This is to announce the release of RoundShot_1.0 (http://www.subsim.com/radioroom/downloads.php?do=file&id=4808). I decided it was more closely related to naval models than any particular Silent Hunter game, so I'm posting it here.

It is a exterior ballistics program that calculates trajectories for any projectile, and displays results in both graphical and numerical forms. Actually, it is probably easier to see for yourself, than for me to explain what it does.

You can use it to compute trajectory parameters for a naval shell, or anything really; a baseball, arrow, rifle/pistol bullet, whatever.

A full help file is included.

It was designed for a 1680x1050 monitor, so you will probably need that, or close to it, for it to display properly.



http://i1130.photobucket.com/albums/m526/TorpX/Misc/RoundShot_zpsnqznodt0.png



If someone could provide early feedback so I know it is working as designed, I would appreciate it.

- TorpX

Cool!

I played with it a little, but will need some practice before I know enough to give you anything real.

Thanks for this. :rock:

I'm glad you like it.

I know you have an interest in early naval battles and such. I don't have a lot of information about naval ordnance, but I have a copy of ROUND SHOT AND RAMMERS by Harold L. Peterson. It has some ballistic data. Maybe I'll post some of it. I did some computations on one of the pieces to verify the program's math was right.

I did some calculations for a 6 pdr. 1840's field gun to see how the program results would stack up to what's in the book.

First, from the table of fire in the book:

solid shot

Elevation, deg. ___________ Range, ft.
0° _______________________954
1 ________________________2,022
2 _______________________2,601
3 ______________________ 3,414
4 _______________________3,768
5 _______________________4,569


Calculated with RoundShot:
using
6.1 lbs., V0 1439 ft./sec., 196,000 ft.-lbs.
LgSphere drag function C 0.522

Elevation*_ Ymax _____Range ______ Vel. ____Time ___kE
deg.______ft._________ft.________ft./sec.____sec.___ft.-lbs.
0.3_____4.8________944________1,025____0.787____99 ,712
1.3_____16.5_______1,928_______809_____1.880____62 ,130
2.3_____38.2_______2,729_______719_____2.937____49 ,057
3.3_____67.4_______3,406_______672_____3.918____42 ,825
4.3____103________4,007_______641_____4.843____39, 009
5.3____144________4,555_______619_____5.727____36, 383

10.3___420_______6,833_______562______9.767____29, 939
15.3___794_______8,636_______530_____13.467____26, 673

*Note the above was calculated on the basis of the barrel being 4 ft. above ground level, and recoil producing a 0.3 degree 'jump'.

One can see that while the shot slows quickly at the start, drag becomes much less, and velocity loss occurs very slow around 600 or so. This corresponds to the graph of the drag function I used for the large sphere, so it is not really a surprise.

I consider these results to be in good agreement.

I have no idea, offhand what kind of kinetic energy would be required for a 6 lb. shot to breach a wood hulled ship, a stone wall, or ricochet, but certainly the shot would be lethal to personnel, even at long range.

Here is another sample calculation, this for a 12.3 pound solid shot fired from a 12 pdr. light field gun M1857 (Napoleon).
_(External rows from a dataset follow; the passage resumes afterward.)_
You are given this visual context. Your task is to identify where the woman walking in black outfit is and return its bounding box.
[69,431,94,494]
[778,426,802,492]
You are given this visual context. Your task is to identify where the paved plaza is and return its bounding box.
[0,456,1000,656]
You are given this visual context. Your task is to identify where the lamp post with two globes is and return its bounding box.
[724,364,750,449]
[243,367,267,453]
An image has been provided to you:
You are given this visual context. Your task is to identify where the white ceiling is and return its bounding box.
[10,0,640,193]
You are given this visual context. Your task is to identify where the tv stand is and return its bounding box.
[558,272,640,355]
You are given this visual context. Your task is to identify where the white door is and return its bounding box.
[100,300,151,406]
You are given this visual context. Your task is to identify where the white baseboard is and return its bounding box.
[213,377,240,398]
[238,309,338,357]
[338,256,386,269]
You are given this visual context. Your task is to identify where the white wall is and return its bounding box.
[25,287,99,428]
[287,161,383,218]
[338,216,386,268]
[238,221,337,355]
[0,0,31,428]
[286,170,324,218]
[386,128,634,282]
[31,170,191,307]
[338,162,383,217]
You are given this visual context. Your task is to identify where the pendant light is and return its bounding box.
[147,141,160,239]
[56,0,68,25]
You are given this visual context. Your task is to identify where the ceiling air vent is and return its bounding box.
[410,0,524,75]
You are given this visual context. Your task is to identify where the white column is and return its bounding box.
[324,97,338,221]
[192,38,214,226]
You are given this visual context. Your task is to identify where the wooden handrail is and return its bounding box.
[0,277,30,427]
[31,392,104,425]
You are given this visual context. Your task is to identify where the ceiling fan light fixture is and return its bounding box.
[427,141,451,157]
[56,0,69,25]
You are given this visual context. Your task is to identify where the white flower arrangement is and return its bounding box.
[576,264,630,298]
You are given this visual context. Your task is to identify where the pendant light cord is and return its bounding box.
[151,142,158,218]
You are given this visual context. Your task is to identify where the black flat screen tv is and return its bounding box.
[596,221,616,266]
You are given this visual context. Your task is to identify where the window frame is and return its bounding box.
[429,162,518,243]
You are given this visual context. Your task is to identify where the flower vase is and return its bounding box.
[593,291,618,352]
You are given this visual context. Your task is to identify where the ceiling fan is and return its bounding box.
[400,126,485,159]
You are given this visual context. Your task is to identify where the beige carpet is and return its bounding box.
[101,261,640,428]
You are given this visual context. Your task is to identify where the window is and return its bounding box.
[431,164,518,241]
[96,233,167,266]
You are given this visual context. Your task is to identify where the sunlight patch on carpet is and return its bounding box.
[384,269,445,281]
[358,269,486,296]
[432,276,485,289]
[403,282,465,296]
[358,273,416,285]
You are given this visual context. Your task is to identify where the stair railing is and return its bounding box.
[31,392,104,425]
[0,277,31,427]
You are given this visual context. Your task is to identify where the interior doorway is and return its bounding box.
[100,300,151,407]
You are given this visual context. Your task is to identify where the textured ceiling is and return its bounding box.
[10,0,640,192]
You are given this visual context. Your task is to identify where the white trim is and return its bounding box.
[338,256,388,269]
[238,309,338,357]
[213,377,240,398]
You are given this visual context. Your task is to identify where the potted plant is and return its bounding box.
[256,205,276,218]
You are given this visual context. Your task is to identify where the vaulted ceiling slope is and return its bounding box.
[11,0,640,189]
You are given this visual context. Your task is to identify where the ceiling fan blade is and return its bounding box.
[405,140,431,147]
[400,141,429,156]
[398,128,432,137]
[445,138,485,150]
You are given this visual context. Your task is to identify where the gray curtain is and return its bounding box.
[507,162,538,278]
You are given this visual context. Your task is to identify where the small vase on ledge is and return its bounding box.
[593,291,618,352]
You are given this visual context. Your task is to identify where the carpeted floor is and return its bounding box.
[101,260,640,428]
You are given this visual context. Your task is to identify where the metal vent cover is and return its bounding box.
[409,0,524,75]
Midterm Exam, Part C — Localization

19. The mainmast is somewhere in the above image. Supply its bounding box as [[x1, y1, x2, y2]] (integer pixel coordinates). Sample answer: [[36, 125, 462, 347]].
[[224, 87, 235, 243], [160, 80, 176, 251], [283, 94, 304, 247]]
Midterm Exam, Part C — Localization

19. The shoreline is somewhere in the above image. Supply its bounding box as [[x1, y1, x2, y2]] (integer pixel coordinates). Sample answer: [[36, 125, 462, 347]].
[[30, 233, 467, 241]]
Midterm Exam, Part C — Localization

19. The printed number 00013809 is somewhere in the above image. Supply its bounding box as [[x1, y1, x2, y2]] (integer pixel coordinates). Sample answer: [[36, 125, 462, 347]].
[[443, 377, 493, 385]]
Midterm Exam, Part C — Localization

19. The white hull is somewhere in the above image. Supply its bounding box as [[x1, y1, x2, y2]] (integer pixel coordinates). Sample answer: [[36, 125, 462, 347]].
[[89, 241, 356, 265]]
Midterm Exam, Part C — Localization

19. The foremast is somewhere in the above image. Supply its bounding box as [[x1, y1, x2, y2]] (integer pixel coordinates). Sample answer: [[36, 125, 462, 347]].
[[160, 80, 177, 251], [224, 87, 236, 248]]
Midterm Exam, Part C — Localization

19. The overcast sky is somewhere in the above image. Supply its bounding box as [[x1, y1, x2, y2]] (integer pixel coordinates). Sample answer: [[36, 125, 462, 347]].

C for LgSphere is 0.644 and V0 is 1440. Muzzle energy is 396363 ft.-lbs.

First the book values:

Elevation ______ Range
0 ______________969
1 _____________ 1860
2 _____________ 2625
3 _____________ 3600
4 _____________ 3975
5 _____________ 5040


Calculated:

Elevation*_ Ymax _____Range ______ Vel. ____Time ___kE
deg.______ft._________ft.________ft./sec.____sec.___ft.-lbs.
0 ________ 4.8 ______ 972 _______ 1077 ____ 0.788 __ 221000
1 ________ 17.0 _____ 2047 ______ 855 ____ 1.919 __ 140000
2 ________ 40.1 _____ 2929 ______ 753 ____ 3.027 __ 108000
3 ________ 71.5 _____ 3672 ______ 700 _____ 4.056 __ 93000
4 _______ 109.9 _____ 4328 ______ 667 _____ 5.026 __ 85000
5 _______ 154.5 _____ 4924 ______ 643 _____ 5.950 __ 79000

10 ______ 453.9 _____ 7391 ______ 584 _____ 10.16 __ 65000
15 ______ 858.3 _____ 9353 ______ 559 _____ 13.99 __ 60000

I used the same 4 ft. muzzle height and 0.3 degree jump in these calculations. Agreement is pretty good, but there is some disagreement for the 4 deg. line. I'm not sure how the Dept. of Ordnance did their calculations, but these predate the Siacci method.